As regards research implications, two suggestions can be drawn from this study for further research. First, although this is the first study on port efficiency using metafrontier models, further studies should be conducted in other countries separately or combined with the Vietnamese data.

Second, various forms of SFA and DEA approaches can be attempted using the metafrontier models. This study used the Cobb–Douglas production function due to the lack of data, as mentioned previously. However, when sufficient data exist, so as to use other production function forms, requiring an estimation of more parameters, such as the translog production form, the results will be compared to that of Cobb–Douglas one, as the results of SFA can be sensitive to any used functional form of production. In addition, other distributions can be used for the inefficiency term, Ui, instead of the current half-normal distribution, e.g., exponential distribution.

Conclusions

This study has used the metafrontier production model to address seaport efficiency in groups of ports with different technologies. The findings indicate that technology plays an important role in the efficiency of Vietnamese ports as a whole (Table 2). However, its contribution is only significant to ports in the South but not in the North and Central. Port infrastructure, land, cargo storage facility and cargo handling equipment, and information technology are all important to ports but at different levels of significance. Although Vietnamese ports are operating with increasing returns to scale, their efficiency varies across the regions and their performance can be improved by learning from best practices in other ports. To improve on performance, restructuring and reform could be considered as valid options. Investments in infrastructure, cargo handling equipment, storage facility, and information technology could also help improve efficiency. On the other hand, investments should take into account the nature of the cargo and the role of the port in the region. For example, although land is important to the technical efficiency of the ports in the North, cargo storage capacity is important to the ports in the Central region, and information technology is important to the ports in the South. The results of this study imply that port reform can have an extensive and long-term positive impact on the ports in all regions, even though this point could be open to further discussion. Development of port clusters/networks, led by the more efficient ports, is among the measures recommended to improve port efficiency.

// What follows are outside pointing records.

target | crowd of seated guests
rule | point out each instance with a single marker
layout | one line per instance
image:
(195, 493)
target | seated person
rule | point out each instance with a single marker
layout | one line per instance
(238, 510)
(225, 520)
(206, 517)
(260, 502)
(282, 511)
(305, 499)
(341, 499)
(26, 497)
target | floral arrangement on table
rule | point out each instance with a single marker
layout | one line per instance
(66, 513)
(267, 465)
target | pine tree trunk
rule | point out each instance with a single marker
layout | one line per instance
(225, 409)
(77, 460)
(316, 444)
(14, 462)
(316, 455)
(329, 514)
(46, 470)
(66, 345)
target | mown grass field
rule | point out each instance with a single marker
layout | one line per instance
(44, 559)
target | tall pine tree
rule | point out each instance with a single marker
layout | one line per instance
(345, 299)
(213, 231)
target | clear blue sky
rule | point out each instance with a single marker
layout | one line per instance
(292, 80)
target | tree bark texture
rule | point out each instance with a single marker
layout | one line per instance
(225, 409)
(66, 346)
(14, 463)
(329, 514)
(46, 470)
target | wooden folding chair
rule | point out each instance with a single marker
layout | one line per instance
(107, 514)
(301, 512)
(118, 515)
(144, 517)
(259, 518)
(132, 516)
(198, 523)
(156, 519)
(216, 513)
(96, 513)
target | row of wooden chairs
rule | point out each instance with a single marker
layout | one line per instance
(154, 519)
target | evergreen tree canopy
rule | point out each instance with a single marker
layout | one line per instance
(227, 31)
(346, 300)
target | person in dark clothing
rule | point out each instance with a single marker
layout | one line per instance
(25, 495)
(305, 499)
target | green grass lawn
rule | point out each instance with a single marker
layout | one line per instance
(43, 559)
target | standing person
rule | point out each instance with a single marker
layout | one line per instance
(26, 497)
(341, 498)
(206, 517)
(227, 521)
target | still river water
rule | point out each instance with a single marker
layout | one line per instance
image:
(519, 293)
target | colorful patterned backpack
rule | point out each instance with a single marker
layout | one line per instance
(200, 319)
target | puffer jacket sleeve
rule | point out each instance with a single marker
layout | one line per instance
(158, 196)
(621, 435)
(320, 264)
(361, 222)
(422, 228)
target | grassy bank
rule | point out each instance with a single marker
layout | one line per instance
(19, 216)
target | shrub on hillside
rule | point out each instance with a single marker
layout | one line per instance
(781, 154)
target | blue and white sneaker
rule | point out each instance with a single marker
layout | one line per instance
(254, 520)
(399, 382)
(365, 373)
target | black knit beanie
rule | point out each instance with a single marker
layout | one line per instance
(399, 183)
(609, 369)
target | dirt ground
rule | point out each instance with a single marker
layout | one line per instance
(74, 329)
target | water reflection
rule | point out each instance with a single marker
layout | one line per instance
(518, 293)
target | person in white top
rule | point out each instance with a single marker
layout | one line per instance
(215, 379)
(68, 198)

This study has some limitations. First, it focuses only on technical efficiency. Therefore, the effects of factors, such as competition and port pricing on port performance, were not taken into account. Second, the study did not consider the role of value-adding services, which are increasingly important for modern ports. Third, different governance models could not be addressed because most ports in Vietnam are state-owned enterprises, and the government plays a key role in port performance. Moreover, it would be interesting to evaluate the trend in the efficiency and network relationship of Vietnamese ports using panel data. Future research can address these limitations.